Good catch, with _copy_zero. For these modn_dense matrices it is not clear that this is ever a good idea to copy zero rather than doing a malloc/calloc... This brings back the discussion from sage-devel/c/R4-xnstyS-A, and the related #11589 which also mentions constructing matrices with entries = None versus entries = 0.

Some tests for when to use _copy_zero had been done previously, see #11589 (comment) . I cannot find another issue mentioning why _copy_zero is not used anymore... one should probably search in the git history...

Regarding None versus zero, it seems that the current code is not always behaving best (in these timings below, I used the sparse iterator and calloc as you suggest):

sage: space = MatrixSpace(GF(9001), 10000, 10000)
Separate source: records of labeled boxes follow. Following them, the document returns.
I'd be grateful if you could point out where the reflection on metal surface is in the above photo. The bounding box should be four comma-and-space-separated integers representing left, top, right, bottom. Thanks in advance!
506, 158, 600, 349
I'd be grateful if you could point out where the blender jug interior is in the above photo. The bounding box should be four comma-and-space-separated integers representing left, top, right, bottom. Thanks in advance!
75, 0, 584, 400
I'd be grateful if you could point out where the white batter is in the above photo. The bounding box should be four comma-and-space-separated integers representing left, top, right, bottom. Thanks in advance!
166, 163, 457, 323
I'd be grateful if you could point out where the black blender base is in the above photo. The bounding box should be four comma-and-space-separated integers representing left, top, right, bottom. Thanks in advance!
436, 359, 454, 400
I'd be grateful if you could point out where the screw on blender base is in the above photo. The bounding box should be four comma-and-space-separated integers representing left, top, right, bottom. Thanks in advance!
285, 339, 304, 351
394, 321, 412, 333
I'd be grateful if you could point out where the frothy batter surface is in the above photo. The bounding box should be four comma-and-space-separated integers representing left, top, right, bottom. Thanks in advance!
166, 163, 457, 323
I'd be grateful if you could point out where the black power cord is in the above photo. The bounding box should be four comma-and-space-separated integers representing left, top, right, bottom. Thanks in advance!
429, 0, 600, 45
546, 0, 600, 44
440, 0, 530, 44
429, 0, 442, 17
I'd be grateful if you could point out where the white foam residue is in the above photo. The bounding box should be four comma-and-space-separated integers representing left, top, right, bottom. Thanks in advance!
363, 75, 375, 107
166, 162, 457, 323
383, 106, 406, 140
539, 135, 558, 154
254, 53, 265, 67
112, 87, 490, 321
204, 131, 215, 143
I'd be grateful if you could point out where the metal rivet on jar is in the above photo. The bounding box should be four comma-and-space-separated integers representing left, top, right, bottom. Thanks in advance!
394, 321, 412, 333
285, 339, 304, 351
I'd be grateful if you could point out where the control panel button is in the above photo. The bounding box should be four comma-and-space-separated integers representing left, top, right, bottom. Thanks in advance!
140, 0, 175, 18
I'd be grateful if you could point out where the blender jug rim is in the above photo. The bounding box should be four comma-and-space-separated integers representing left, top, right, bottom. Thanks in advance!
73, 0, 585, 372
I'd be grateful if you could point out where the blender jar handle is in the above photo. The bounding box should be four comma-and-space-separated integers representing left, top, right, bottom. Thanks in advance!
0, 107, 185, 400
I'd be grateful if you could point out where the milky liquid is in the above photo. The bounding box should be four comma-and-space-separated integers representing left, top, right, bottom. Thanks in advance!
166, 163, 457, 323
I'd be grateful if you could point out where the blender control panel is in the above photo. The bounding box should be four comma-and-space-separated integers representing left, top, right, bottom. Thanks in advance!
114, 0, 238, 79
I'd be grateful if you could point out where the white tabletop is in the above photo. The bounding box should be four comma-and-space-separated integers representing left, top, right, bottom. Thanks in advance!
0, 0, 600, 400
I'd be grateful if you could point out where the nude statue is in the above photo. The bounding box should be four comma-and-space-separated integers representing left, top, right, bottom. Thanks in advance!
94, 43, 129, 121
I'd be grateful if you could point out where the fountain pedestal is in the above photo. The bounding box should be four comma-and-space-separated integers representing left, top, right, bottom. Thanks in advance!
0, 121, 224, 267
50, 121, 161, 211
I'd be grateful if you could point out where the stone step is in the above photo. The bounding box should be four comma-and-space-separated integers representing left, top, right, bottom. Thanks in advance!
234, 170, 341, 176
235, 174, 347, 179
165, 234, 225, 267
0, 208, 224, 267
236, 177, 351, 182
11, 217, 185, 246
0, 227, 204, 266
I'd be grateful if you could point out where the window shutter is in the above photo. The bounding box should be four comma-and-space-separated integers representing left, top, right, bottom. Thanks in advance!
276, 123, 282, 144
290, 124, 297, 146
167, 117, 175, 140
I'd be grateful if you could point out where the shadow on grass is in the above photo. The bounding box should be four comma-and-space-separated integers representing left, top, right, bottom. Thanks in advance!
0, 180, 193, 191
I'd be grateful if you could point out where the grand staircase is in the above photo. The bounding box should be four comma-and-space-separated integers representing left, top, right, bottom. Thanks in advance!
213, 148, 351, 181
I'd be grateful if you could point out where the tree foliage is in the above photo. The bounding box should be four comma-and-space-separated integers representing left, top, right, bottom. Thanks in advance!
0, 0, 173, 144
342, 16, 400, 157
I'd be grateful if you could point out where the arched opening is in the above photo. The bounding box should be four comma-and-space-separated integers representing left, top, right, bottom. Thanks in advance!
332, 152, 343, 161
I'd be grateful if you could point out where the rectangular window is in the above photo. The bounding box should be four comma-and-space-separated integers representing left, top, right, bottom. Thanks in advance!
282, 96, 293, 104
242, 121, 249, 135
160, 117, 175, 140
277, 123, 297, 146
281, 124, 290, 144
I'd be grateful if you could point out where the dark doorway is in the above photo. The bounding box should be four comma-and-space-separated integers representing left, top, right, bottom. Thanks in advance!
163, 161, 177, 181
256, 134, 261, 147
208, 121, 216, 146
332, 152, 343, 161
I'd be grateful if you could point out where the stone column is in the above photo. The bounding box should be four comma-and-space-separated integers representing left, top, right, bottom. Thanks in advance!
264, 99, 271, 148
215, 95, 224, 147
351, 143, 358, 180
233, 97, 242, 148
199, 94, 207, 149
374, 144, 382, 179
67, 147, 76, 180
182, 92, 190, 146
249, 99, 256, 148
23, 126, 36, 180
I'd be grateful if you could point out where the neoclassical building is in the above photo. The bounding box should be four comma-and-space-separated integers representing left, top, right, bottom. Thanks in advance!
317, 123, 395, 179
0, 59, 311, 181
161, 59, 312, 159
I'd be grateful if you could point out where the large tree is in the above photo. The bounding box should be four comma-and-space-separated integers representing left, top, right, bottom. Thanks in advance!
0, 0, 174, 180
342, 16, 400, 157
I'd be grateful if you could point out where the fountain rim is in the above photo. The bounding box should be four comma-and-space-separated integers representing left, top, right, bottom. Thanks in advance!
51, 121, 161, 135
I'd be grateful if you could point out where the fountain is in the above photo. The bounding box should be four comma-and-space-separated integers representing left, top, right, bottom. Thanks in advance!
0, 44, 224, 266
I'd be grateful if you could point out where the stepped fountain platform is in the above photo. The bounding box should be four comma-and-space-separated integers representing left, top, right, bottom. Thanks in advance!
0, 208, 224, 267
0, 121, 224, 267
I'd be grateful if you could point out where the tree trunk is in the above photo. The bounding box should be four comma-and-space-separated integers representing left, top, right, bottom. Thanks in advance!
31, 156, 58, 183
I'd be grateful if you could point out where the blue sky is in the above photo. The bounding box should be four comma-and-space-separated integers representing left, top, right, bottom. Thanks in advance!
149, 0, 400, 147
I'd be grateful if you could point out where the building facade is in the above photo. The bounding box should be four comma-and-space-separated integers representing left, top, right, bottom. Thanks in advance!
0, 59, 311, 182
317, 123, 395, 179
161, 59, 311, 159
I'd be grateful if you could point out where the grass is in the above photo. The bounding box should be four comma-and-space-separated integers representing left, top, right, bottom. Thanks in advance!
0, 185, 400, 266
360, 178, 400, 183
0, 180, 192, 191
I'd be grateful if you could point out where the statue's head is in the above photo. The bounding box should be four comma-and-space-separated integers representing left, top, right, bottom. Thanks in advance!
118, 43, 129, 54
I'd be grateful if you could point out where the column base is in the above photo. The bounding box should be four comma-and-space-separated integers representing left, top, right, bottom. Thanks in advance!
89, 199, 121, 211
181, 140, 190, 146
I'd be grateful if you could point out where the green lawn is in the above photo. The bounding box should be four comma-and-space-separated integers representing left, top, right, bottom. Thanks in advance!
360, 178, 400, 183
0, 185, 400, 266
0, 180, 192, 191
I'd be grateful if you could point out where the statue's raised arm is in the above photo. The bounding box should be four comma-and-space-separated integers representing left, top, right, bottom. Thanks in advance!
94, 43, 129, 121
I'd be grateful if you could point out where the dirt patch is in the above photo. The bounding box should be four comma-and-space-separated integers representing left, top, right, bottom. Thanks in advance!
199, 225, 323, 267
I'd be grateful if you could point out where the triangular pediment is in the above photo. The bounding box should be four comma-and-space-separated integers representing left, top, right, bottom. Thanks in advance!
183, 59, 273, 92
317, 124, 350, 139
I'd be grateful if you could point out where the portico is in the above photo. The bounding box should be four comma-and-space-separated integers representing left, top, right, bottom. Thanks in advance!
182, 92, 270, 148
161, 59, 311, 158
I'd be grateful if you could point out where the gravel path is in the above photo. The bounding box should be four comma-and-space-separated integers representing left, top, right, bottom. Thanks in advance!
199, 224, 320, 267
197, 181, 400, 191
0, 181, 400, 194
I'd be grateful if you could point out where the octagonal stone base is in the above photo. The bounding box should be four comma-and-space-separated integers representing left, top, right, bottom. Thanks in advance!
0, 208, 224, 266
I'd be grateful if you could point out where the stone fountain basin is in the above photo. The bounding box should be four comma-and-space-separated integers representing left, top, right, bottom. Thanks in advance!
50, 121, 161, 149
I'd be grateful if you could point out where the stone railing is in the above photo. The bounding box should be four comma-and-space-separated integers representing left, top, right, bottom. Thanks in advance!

sage: %timeit zmat = space.matrix()
18.3 µs ± 130 ns per loop (mean ± std. dev. of 7 runs, 100,000 loops each)
sage: %timeit zmat = space(None)
18.1 µs ± 122 ns per loop (mean ± std. dev. of 7 runs, 100,000 loops each)

These two calls build the zero matrix using entries = None. But the following ones call the constructor with entries=0, which is much slower for large matrices:

sage: %timeit zmat = space()
12.1 ms ± 65.8 µs per loop (mean ± std. dev. of 7 runs, 100 loops each)
sage: %timeit zmat = zero_matrix(GF(9001), 10000, 10000)
12.3 ms ± 89.7 µs per loop (mean ± std. dev. of 7 runs, 100 loops each)
sage: %timeit zmat = space(0)
12.1 ms ± 64.2 µs per loop (mean ± std. dev. of 7 runs, 100 loops each)

It is expected for the last one, but for the two others one could expect the same efficiency as above when using entries=None. For the first one, space(), it seems tricky at first, I'm not sure where the 0 appears. For the second one, zero_matrix, we may simply change the line

    return matrix_space.MatrixSpace(ring, nrows, ncols, sparse)(0)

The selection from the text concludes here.